A new MOX Report entitled “Scaling survival analysis in healthcare with federated survival forests: A comparative study on heart failure and breast cancer genomics” by Archetti, A.; Ieva, F.; Matteucci, M. has appeared in the MOX Report Collection.
Check it out here: https://www.mate.polimi.it/biblioteca/add/qmox/75-2023.pdf
Abstract: Survival analysis is a fundamental tool in medicine, modeling the time until an event of interest occurs in a population. However, in real-world applications, survival data are often incomplete, censored, distributed, and confidential, especially in healthcare settings where privacy is critical. The scarcity of data can severely limit the scalability of survival models to distributed applications that rely on large data pools. Federated learning is a promising technique that enables machine learning models to be trained on multiple datasets without compromising user privacy, making it particularly wellsuited for addressing the challenges of survival data and large-scale survival applications.

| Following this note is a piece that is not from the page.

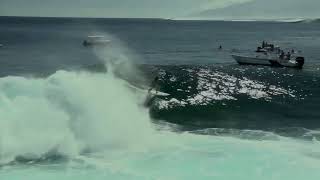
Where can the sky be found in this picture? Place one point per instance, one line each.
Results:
(110, 8)
(267, 9)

Despite significant developments in federated learning for classification and regression, many directions remain unexplored in the context of survival analysis. In this work, we propose an extension of the Federated Survival Forest algorithm, called FedSurF++. This federated ensemble method constructs random survival forests in heterogeneous federations. Specifically, we investigate several new tree sampling methods from client forests and compare the results with state-of-the-art survival models based on neural networks. The key advantage of FedSurF++ is its ability to achieve comparable performance to existing methods while requiring only a single communication round to complete. The extensive empirical investigation results in a significant improvement from the algorithmic and privacy preservation perspectives, making the original FedSurF algorithm more efficient, robust, and private. We also present results on two real-world datasets – a heart failure dataset from the Lombardy HFData project and Fed-TCGA-BRCA from the Falmby suite – demonstrating the success of FedSurF++ in real-world healthcare studies. Our results underscore the potential of FedSurF++ to improve the scalability and effectiveness of survival analysis in distributed settings while preserving user privacy.